In [1]:
%reload_ext autoreload
%autoreload 2

## Keyphrase Extraction in `ktrain`

Keyphrase extraction in **ktrain** leverages the [textblob](https://textblob.readthedocs.io/en/dev/) package, which can be installed with:
```
pip install textblob
python -m textblob.download_corpora
```

In [2]:
from ktrain.text.kw import KeywordExtractor
from ktrain.text.textextractor import TextExtractor

#### Downloaded a Paper from ArXiv and Extract Text
For our test document, let's download the ktrain ArXiv paper and use the `TextExtractor` module to extract text.

In [3]:
!wget --user-agent="Mozilla" https://arxiv.org/pdf/2004.10703.pdf -O /tmp/downloaded_paper.pdf -q
text = TextExtractor().extract('/tmp/downloaded_paper.pdf')

In [14]:
print(f"# of words in downloaded paper: {len(text.split())}")

# of words in downloaded paper: 4551


#### Using N-Grams as the candidate generator

Let's first use `ngrams` as the candidate generator, which is comparatively fast:

In [5]:
kwe = KeywordExtractor()

In [9]:
%%time
kwe.extract_keywords(text, candidate_generator='ngrams')
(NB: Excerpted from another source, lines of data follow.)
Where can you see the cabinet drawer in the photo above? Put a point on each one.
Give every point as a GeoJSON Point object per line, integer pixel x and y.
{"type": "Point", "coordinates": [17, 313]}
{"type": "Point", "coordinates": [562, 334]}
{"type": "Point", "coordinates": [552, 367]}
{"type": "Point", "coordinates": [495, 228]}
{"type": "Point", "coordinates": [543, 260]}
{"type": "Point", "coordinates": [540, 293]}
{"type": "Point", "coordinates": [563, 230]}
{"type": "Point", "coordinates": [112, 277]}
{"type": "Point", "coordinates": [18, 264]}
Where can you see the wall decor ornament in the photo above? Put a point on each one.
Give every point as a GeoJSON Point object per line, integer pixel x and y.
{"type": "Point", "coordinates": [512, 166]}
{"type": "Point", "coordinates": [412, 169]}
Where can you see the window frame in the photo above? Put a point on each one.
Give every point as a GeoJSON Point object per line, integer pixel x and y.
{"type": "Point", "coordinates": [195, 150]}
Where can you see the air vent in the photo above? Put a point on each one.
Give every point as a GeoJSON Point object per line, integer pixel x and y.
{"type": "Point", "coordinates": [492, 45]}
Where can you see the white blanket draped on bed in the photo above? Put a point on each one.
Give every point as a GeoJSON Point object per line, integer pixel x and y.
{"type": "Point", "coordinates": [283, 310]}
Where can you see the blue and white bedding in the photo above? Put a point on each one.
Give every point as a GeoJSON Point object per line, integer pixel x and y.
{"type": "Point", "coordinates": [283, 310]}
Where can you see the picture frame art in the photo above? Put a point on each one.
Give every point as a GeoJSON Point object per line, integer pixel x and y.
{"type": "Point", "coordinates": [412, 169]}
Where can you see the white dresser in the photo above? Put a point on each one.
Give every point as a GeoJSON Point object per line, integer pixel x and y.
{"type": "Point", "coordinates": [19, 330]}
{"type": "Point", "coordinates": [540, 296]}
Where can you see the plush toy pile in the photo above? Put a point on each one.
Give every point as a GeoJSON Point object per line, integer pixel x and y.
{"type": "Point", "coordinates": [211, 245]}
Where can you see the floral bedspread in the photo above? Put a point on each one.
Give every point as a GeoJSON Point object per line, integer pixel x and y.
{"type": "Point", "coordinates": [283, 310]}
CPU times: user 351 ms, sys: 27.6 ms, total: 379 ms
Wall time: 378 ms


[('machine learning', 0.10548523206751055),
 ('step', 0.06751054852320675),
 ('learning rate', 0.046413502109704644),
 ('arxiv preprint', 0.046413502109704644),
 ('text classification', 0.03375527426160337),
 ('augmented machine', 0.02531645569620253),
 ('open-domain question-answering', 0.02531645569620253),
 ('augmented machine learning', 0.02531645569620253),
 ('bert', 0.02109704641350211),
 ('low-code library', 0.02109704641350211)]

#### Using Noun Phrases as the candidate generator


If we use `noun_phrases` as the candidate generator instead, quality improves slightly at the expense of a longer running time.

In [10]:
%%time
kwe.extract_keywords(text, candidate_generator='noun_phrases')

CPU times: user 1.09 s, sys: 273 µs, total: 1.09 s
Wall time: 1.09 s


[('machine learning', 0.0784313725490196),
 ('text classification', 0.049019607843137254),
 ('image classification', 0.049019607843137254),
 ('exact answers', 0.0392156862745098),
 ('augmented machine learning', 0.0392156862745098),
 ('graph data', 0.029411764705882353),
 ('node classification', 0.029411764705882353),
 ('entity recognition', 0.029411764705882353),
 ('code example', 0.029411764705882353),
 ('index documents', 0.029411764705882353)]

#### Other Parameters
The `extract_keywords` method has many other parameters to control the output.  For instance, you can control the number of words in keyphrases with the `ngram_range` parameter. Here, we extract 3-word keyphrases:

In [11]:
kwe.extract_keywords(text, candidate_generator='noun_phrases', ngram_range=(3,3))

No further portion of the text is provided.